It is currently Mon Dec 11, 2017 8:28 am

All times are UTC - 7 hours





Post new topic Reply to topic  [ 20 posts ]  Go to page 1, 2  Next
Author Message
 Post subject: Why do we block Google?
PostPosted: Sun Mar 23, 2008 1:25 pm 
Offline

Joined: Sun Sep 19, 2004 11:12 pm
Posts: 19326
Location: NE Indiana, USA (NTSC)
The robots.txt file of this domain is currently configured to exclude almost all pages of this domain, including the entire forum. Why is this? The policy as of now appears to hurt 1. the visibility of nesdev and 2. the ability of members to search the board more efficiently.


Top
 Profile  
 
 Post subject:
PostPosted: Sun Mar 23, 2008 1:41 pm 
Offline
User avatar

Joined: Mon Sep 27, 2004 8:33 am
Posts: 3715
Location: Central Texas, USA
Maybe bandwidth? I notice a lot of boards have a "low-bandwidth" version that search engines index. Aside from that, every page here has about 7K of inline style-sheet, which is surely a waste of bandwidth. The style sheet even has a comment about this:
Quote:
NOTE: These CSS definitions are stored within the main page body so that you can use the phpBB2 theme administration centre. When you have finalised your style you could cut the final CSS code and place it in an external file, deleting this section to save bandwidth.


Top
 Profile  
 
 Post subject:
PostPosted: Sun Mar 23, 2008 7:43 pm 
Offline

Joined: Sun Sep 19, 2004 11:12 pm
Posts: 19326
Location: NE Indiana, USA (NTSC)
This board is less active than Pocket Heaven or even tetrisconcept.com, yet those boards get indexed. If you're worried about server load, use Crawl-delay: .


Top
 Profile  
 
 Post subject:
PostPosted: Mon Mar 24, 2008 12:18 am 
Offline
User avatar

Joined: Fri Nov 19, 2004 7:35 pm
Posts: 3967
If you care about server load, use a better caching system and/or accelarated php.

Or maybe use Punbb.

_________________
Here come the fortune cookies! Here come the fortune cookies! They're wearing paper hats!


Top
 Profile  
 
 Post subject:
PostPosted: Tue Mar 25, 2008 10:03 am 
Offline
User avatar

Joined: Fri Nov 12, 2004 2:49 pm
Posts: 7312
Location: Chexbres, VD, Switzerland
Well, the main Nesdev page, who links to this forum, can be found in Google, but unfotunately it hasn't been updated for almost 3 years or so, and 75% of links in the page are broken by now.


Top
 Profile  
 
 Post subject:
PostPosted: Tue Mar 25, 2008 12:03 pm 
Offline

Joined: Thu Jun 29, 2006 7:44 pm
Posts: 524
Location: lolz!
It would be nice if Google was able to find this place.


Top
 Profile  
 
 Post subject:
PostPosted: Sat Mar 29, 2008 4:30 am 
Offline
User avatar

Joined: Sun Sep 19, 2004 9:28 pm
Posts: 3192
Location: Mountain View, CA, USA
It isn't specific to this site, it's specific to all the sites on the Parodius Network. It's a global robots.txt.
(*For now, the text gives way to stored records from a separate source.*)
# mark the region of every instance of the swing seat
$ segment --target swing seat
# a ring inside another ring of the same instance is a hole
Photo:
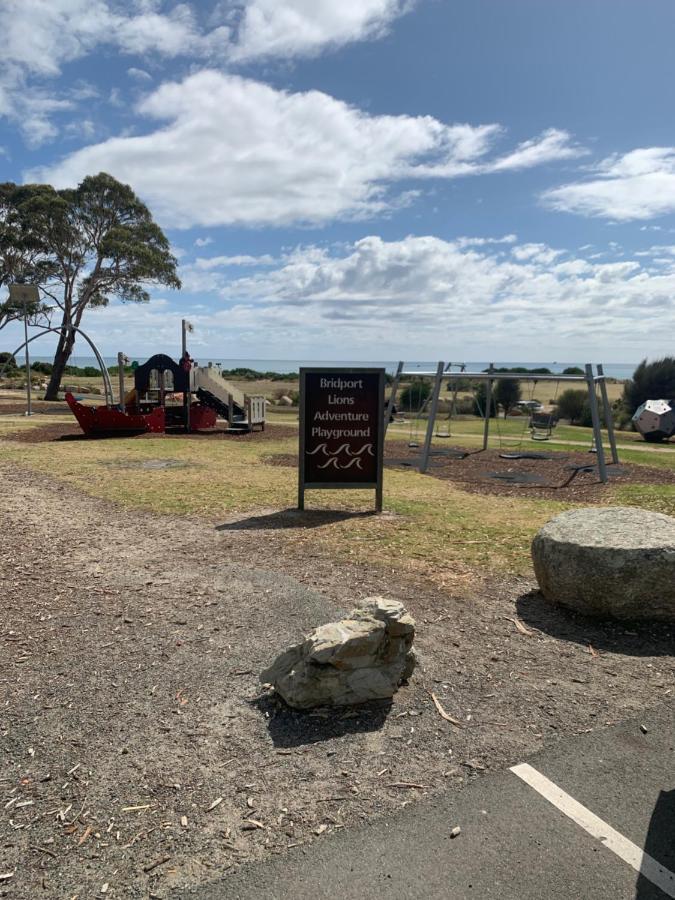
[[[548,441],[553,434],[553,429],[558,424],[557,419],[552,415],[533,415],[530,416],[529,428],[530,437],[533,441]]]

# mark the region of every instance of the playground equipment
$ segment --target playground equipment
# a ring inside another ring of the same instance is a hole
[[[633,425],[646,441],[667,441],[675,435],[675,400],[646,400],[635,410]]]
[[[448,370],[448,367],[443,362],[438,363],[435,372],[422,372],[417,369],[412,369],[407,372],[405,371],[405,364],[403,362],[400,362],[396,369],[396,374],[392,382],[391,395],[387,404],[387,411],[385,413],[385,429],[389,424],[391,410],[394,408],[394,405],[396,403],[396,394],[398,392],[398,387],[401,379],[406,377],[433,378],[431,393],[429,394],[429,397],[424,404],[425,409],[428,408],[426,435],[421,448],[421,453],[415,461],[416,468],[422,473],[427,471],[427,469],[429,468],[429,459],[434,455],[434,452],[432,451],[432,440],[436,427],[438,402],[443,381],[447,380],[449,382],[456,382],[458,379],[468,379],[470,381],[485,382],[486,392],[485,410],[483,411],[482,450],[487,450],[488,448],[490,434],[490,416],[488,415],[488,412],[492,406],[492,388],[495,381],[506,379],[509,381],[526,381],[530,383],[533,382],[535,384],[540,381],[555,381],[558,385],[561,382],[585,383],[588,388],[588,401],[591,408],[591,418],[593,421],[593,447],[595,449],[595,452],[597,453],[598,472],[600,475],[600,480],[603,483],[606,483],[608,480],[608,472],[607,462],[605,458],[605,448],[602,442],[600,405],[602,405],[602,413],[605,420],[605,427],[607,429],[607,438],[609,441],[612,463],[617,464],[619,462],[619,454],[617,451],[616,438],[614,435],[612,409],[607,397],[607,384],[602,365],[598,364],[596,366],[596,371],[594,372],[593,364],[587,363],[583,375],[542,375],[538,373],[528,375],[527,373],[521,372],[497,372],[492,363],[485,372],[467,372],[464,369],[459,372],[452,372]],[[600,400],[598,400],[598,396],[596,394],[596,386],[598,386],[600,389]],[[544,423],[544,421],[542,420],[539,425],[533,424],[533,418],[534,414],[530,417],[528,426],[530,427],[532,438],[534,440],[548,440],[551,437],[553,428],[551,417],[547,416],[547,422]],[[448,451],[445,451],[445,453],[447,452]],[[513,458],[513,455],[511,455],[511,458]]]
[[[265,429],[264,397],[244,395],[223,378],[220,366],[193,365],[187,355],[180,363],[163,353],[151,356],[134,371],[134,387],[127,393],[120,367],[120,396],[117,407],[85,406],[71,393],[66,402],[88,435],[203,431],[213,428],[218,416],[227,419],[231,433]]]
[[[22,289],[26,286],[20,286]],[[28,286],[31,287],[31,286]],[[17,295],[18,296],[18,295]],[[23,294],[23,302],[26,298]],[[30,298],[29,298],[30,299]],[[81,328],[67,324],[60,328],[48,325],[31,325],[37,334],[28,337],[28,316],[24,316],[25,340],[0,366],[3,376],[9,360],[25,350],[27,415],[31,415],[30,363],[28,347],[46,334],[80,335],[89,344],[96,357],[103,379],[105,406],[86,406],[78,402],[72,393],[66,394],[66,402],[85,434],[138,434],[164,432],[167,429],[201,431],[212,428],[216,419],[228,422],[228,431],[246,433],[259,427],[265,430],[265,398],[247,396],[223,378],[219,365],[193,364],[186,349],[186,335],[192,326],[183,320],[183,355],[180,363],[158,353],[134,372],[134,388],[125,393],[123,353],[118,353],[120,402],[115,405],[110,373],[98,347]],[[192,396],[196,396],[196,400]]]

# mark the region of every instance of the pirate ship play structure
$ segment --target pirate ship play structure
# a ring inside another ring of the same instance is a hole
[[[218,417],[227,420],[231,433],[265,429],[265,398],[243,394],[223,378],[218,365],[193,365],[187,354],[176,363],[158,353],[135,369],[134,387],[127,393],[122,364],[119,372],[123,400],[118,406],[85,406],[66,394],[85,434],[204,431]]]

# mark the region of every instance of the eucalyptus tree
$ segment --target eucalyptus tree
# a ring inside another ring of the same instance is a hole
[[[87,309],[113,298],[147,303],[148,288],[180,288],[177,261],[162,229],[129,185],[104,172],[87,176],[76,188],[28,185],[17,198],[16,218],[29,223],[36,247],[35,282],[57,310],[60,332],[45,393],[56,399]],[[12,250],[19,247],[15,228]]]

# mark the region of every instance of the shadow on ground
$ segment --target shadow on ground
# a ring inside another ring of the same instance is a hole
[[[379,731],[392,707],[391,700],[378,700],[356,707],[336,709],[291,709],[275,694],[251,701],[264,716],[275,747],[302,747],[343,737],[345,734]]]
[[[675,626],[666,622],[593,619],[550,603],[539,591],[520,596],[516,608],[526,625],[584,647],[626,656],[670,656],[675,647]]]
[[[675,835],[675,790],[661,791],[649,822],[644,851],[670,870],[675,869],[673,835]],[[662,900],[665,896],[666,894],[649,878],[640,874],[635,887],[635,900]]]
[[[249,516],[237,519],[236,522],[224,522],[216,525],[216,531],[256,531],[279,530],[283,528],[319,528],[333,522],[344,522],[348,519],[365,519],[377,515],[374,510],[366,512],[348,512],[344,510],[299,510],[282,509],[279,512],[262,516]]]

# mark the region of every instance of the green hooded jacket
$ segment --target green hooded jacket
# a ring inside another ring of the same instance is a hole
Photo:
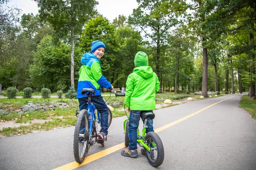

I did this because archival bots -- including Googles -- gets stuck in infinite loops when fetching content from message boards, and have awful problems dealing with sites that have multiple Host entries which point to the same content (nesdev.com vs. nesdev.com, etc.). The bandwidth usage is the main one.

We just had this happen tonight with a bunch of Chinese IPs. For the past 10 hours they've been pounding the nesdev site, and we've been spitting out up to 2mbit/sec worth of traffic for about 10 hours. I would have noticed sooner except I was sleeping. Did they honour robots.txt? Nope. It was a distributed leech session across multiple IPs within China, which means it was probably compromised machines being used to download content.

This is very likely going to cost me hundreds of dollars in 95th percentile overusage payments with the co-location provider.

EDIT: I've uploaded pictures of the incident tonight, to give you some idea what happens to the server, to the network, and to the firewall state tables when leeching or webcrawler bot software encounters message boards. As you can see, I had to firewall off portions of China to alleviate the problem (using deny statements in Apache doesn't help -- they don't honour anything other than HTTP 404, so the only way to stop them is to block their packets).

http://jdc.parodius.com/lj/china_incident/


Top
 Profile  
 
 Post subject:
PostPosted: Sat Mar 29, 2008 7:11 am 
Offline
User avatar

Joined: Mon Sep 27, 2004 8:33 am
Posts: 3715
Location: Central Texas, USA
Too bad there's no way to have something watch for excessive usage like this and simply shut down the entire site until a human can figure out what to block. Makes me angry hearing about it.


Top
 Profile  
 
 Post subject:
PostPosted: Sat Mar 29, 2008 8:29 am 
Offline

Joined: Thu Jun 29, 2006 7:44 pm
Posts: 524
Location: lolz!
I fell every site on earth should be on Google always because everyone has the right to knowledge and information.


Top
 Profile  
 
 Post subject:
PostPosted: Sat Mar 29, 2008 8:31 am 
Offline
Formerly Fx3
User avatar

Joined: Fri Nov 12, 2004 4:59 pm
Posts: 3076
Location: Brazil
NotTheCommonDose wrote:
I fell every site on earth should be on Google always because everyone has the right to knowledge and information.


...and downloads? And leeching?

_________________
Zepper
RockNES developer


Top
 Profile  
 
 Post subject:
PostPosted: Sat Mar 29, 2008 9:27 am 
Offline

Joined: Thu Jun 29, 2006 7:44 pm
Posts: 524
Location: lolz!
Yes.


Top
 Profile  
 
 Post subject:
PostPosted: Sat Mar 29, 2008 9:47 am 
Offline
User avatar

Joined: Sun Sep 19, 2004 9:28 pm
Posts: 3192
Location: Mountain View, CA, USA
blargg wrote:
Too bad there's no way to have something watch for excessive usage like this and simply shut down the entire site until a human can figure out what to block. Makes me angry hearing about it.


The part I'm still trying to figure out is how they managed to get that amount of network I/O out of us.

The nesdev site is rate-limited to ~50KBytes/sec (shared across all visitors -- yes, that's why the site seems slow sometimes), which means technically it shouldn't have exceeded 384kbit/sec. I'm thinking there's a bug in the bandwidth limiting module we use, and if that's the case, I have another I can try -- or I'll just end up sticking the site on it's own IP and use ALTQ in the network stack to do the rate-limiting.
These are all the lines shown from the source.